Hill: Too Much Corporate Power in F1

Former Formula One World Champion Damon Hill says that the corporate development of the sport has dashed his intention of becoming a team owner in the future.

Hill: Too Much Corporate Power in F1

Former Formula One World Champion Damon Hill says that the corporate development of the sport has dashed his intention of becoming a team owner in the future.

Hill, who beat Michael Schumacher to the 1996 title, spent last year working as a commentator on Sky Digital's Formula One show but has also pondered a move into team management. But he believes the collapse of the Prost and Arrows teams has proven privately owned teams cannot survive - and said that the development of manufacturer-owned outfits has ruined the sport.

"I have steered away from the temptation of running a team," he said. "The sport is owned by multi-national car companies and it is virtually impossible for the independent team owner to succeed without that backing. The sport has suffered. It should be about entertainment.

"The fans want to see drivers racing, not what brand of car is winning, and they are the people who are key to the success of the sport. The companies and some teams are becoming far too corporate for the good of the sport."

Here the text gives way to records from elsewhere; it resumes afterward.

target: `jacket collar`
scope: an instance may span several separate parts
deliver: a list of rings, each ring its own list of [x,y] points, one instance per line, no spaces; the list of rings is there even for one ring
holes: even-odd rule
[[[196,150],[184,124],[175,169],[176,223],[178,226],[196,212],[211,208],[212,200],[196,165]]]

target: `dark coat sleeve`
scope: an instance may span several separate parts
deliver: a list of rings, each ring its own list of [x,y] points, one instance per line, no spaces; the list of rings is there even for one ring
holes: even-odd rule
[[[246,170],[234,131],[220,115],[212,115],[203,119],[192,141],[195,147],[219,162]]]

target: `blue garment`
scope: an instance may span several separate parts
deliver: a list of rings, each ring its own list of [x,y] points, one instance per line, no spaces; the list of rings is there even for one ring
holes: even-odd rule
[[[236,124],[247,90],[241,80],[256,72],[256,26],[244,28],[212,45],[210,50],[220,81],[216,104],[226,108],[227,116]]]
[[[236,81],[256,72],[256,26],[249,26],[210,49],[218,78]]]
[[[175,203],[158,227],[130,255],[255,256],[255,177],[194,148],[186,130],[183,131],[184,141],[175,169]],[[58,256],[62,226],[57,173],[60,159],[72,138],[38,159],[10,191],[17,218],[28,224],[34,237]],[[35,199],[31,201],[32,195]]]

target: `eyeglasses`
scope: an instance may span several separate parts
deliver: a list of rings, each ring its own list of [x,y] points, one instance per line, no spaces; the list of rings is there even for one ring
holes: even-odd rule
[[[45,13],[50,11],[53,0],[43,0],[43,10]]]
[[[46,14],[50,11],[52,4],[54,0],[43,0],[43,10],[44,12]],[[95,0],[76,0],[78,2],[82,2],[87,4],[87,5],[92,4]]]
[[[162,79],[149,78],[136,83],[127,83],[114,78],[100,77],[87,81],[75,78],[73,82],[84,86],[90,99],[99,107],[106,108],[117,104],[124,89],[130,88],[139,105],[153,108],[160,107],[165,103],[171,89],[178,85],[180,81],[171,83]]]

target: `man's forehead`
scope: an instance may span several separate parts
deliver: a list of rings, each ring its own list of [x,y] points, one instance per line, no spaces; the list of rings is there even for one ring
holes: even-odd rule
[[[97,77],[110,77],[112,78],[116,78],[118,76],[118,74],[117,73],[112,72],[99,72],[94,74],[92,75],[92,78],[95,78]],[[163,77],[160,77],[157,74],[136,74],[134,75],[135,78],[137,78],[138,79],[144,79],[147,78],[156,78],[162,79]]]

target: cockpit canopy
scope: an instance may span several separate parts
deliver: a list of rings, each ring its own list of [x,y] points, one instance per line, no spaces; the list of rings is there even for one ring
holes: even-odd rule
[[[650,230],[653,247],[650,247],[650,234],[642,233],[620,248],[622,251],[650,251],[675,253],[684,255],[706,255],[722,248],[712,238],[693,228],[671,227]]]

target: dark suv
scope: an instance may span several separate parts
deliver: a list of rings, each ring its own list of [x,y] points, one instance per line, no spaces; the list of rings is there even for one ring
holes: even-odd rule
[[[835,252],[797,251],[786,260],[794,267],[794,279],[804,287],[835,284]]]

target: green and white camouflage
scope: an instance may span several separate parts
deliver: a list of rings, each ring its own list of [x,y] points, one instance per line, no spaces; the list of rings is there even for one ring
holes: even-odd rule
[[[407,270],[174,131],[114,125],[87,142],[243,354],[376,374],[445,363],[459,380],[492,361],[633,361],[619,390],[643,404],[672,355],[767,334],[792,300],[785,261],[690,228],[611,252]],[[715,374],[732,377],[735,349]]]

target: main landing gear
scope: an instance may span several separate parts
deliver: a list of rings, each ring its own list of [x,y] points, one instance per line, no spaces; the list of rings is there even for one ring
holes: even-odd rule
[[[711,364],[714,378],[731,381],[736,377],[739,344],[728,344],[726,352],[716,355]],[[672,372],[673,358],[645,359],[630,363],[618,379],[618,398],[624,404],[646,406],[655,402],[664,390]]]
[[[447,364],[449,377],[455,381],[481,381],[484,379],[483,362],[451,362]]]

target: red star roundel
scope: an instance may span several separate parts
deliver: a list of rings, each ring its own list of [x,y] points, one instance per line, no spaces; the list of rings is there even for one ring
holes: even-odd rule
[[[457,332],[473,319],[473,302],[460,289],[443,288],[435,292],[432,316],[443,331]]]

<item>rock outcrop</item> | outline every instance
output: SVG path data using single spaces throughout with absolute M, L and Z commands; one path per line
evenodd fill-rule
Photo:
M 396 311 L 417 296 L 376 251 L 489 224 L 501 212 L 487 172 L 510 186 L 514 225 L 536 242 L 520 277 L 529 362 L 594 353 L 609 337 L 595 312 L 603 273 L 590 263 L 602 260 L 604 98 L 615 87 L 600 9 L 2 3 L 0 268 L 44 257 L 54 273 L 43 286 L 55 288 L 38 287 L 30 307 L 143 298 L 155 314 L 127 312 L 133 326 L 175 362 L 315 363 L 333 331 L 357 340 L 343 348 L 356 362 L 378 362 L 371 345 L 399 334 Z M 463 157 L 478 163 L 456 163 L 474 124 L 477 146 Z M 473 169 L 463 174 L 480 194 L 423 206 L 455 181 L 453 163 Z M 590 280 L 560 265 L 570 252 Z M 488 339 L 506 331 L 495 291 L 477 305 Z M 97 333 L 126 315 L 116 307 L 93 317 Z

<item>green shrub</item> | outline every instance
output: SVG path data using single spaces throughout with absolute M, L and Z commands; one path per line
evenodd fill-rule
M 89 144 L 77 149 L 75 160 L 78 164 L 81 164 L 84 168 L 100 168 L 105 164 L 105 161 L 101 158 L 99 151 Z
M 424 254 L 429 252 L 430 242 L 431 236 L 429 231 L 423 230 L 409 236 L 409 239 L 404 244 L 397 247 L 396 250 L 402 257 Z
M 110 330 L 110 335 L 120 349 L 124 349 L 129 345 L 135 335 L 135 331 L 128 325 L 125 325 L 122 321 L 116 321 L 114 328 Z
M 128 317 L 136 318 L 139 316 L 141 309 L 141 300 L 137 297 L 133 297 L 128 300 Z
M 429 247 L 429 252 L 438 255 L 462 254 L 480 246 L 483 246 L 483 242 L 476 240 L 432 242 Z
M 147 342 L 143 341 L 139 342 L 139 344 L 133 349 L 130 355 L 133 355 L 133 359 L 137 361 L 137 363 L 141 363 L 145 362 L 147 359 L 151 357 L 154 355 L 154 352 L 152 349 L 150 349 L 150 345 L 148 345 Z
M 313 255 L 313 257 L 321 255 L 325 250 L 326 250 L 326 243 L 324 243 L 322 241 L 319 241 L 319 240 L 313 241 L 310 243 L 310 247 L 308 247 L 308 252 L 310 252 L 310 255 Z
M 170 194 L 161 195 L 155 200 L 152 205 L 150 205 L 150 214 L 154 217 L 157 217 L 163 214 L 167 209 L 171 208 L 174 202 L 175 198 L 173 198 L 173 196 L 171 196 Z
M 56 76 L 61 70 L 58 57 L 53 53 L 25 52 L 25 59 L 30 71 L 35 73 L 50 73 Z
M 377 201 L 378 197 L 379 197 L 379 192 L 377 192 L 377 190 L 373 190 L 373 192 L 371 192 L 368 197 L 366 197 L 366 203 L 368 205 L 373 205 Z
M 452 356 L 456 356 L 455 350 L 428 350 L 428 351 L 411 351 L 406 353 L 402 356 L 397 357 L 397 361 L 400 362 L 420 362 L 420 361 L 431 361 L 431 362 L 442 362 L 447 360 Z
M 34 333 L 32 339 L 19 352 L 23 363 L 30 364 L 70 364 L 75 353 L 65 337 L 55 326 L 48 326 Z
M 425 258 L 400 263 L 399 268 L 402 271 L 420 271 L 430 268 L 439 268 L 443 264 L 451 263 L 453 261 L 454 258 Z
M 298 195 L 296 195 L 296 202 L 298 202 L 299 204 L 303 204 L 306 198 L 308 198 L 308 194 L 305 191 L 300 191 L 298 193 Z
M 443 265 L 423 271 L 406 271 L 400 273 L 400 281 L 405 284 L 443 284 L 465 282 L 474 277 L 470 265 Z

Hill partnered Alain Prost at Williams in 1993 and drove alongside Ayrton Senna the following year before the Brazilian great tragically died at the San Marino Grand Prix. But he believes the days of great driver partnerships - like Senna and Prost at McLaren and Nelson Piquet and Nigel Mansell at Williams in the late 1980s are a thing of the past.

"The drivers' freedom is being bought for the security of the brand," he told the Daily Express. "Teams naturally don't want to put the brand at risk by having a personality who will actually say what he thinks. Ferrari are part and parcel of the problem with Michael Schumacher.

"It is a marketing package and it means that you cannot have Schumacher and Montoya together at Williams or anywhere else."